The Encyclopedia of Democracy

Authors: Lipset
Summary: In about 2000 words, this entry defines authoritarianism, describes some of its key characteristics and compares it with other forms of government.
The entry defines authoritarianism as a political system where a leader (or ruling group) exercises formally unlimited power without competitive elections or democratic participation. Authoritarian regimes can allow opposition, but it is not in any way legally institutionalized. Such regimes also limit citizen freedoms and use political repression against their opponents, often in the form of military justice. Furthermore, virtually all authoritarian regimes violate basic human rights to some degree. Many twentieth century authoritarian regimes have had military leaders as their heads of state, and the entry provides numerous examples.
Next the entry distinguishes authoritarian regimes from other nondemocratic political systems, corporatist regimes and tutelary democracies. Other nondemocratic regimes include sultanistic or despotic, totalitarian and post-totalitarian systems.
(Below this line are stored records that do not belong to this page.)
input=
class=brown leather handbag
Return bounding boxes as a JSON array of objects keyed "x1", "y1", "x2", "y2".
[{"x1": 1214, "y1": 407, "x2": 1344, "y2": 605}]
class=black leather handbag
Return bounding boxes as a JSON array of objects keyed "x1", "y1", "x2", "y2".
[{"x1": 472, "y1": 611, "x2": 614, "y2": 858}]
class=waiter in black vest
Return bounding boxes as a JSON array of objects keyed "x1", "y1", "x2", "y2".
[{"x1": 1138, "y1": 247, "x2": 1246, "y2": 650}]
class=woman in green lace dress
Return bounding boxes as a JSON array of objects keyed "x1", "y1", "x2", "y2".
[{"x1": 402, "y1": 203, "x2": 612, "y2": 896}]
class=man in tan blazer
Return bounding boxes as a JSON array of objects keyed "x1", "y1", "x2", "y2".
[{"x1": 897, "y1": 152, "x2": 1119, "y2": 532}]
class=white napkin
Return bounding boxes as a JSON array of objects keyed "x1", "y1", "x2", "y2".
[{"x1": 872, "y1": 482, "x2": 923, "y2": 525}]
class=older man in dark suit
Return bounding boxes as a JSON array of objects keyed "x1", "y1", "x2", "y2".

Sultanistic or despotic systems are motivated primarily by personal gain and are generally lacking in any collective goals or concept of society. Unlike authoritarian systems, which have a monistic but not monolithic power center, totalitarian regimes are dependent upon an autonomous ideology for legitimacy. Post-totalitarian regimes experience more pluralism than do totalitarian systems, as well as more institutional and bureaucratic autonomy.
Corporatist regimes institutionalize interest representation and eschew class conflict in addition to the individualist assumptions underlying liberal democratic systems. Authoritarian regimes often find corporatism a convenient form of pseudodemocracy because legislative representation under such systems may only be allocated by the central power. Finally, many tutelary democracies, or modernizing oligarchies as they are often called, are inspired by a communist, one-party rule model and often adopt an "African socialist" ideology to emphasize a goal of noncapitalist development. This form of political system is generally found in areas under Western colonial rule prior to World War II.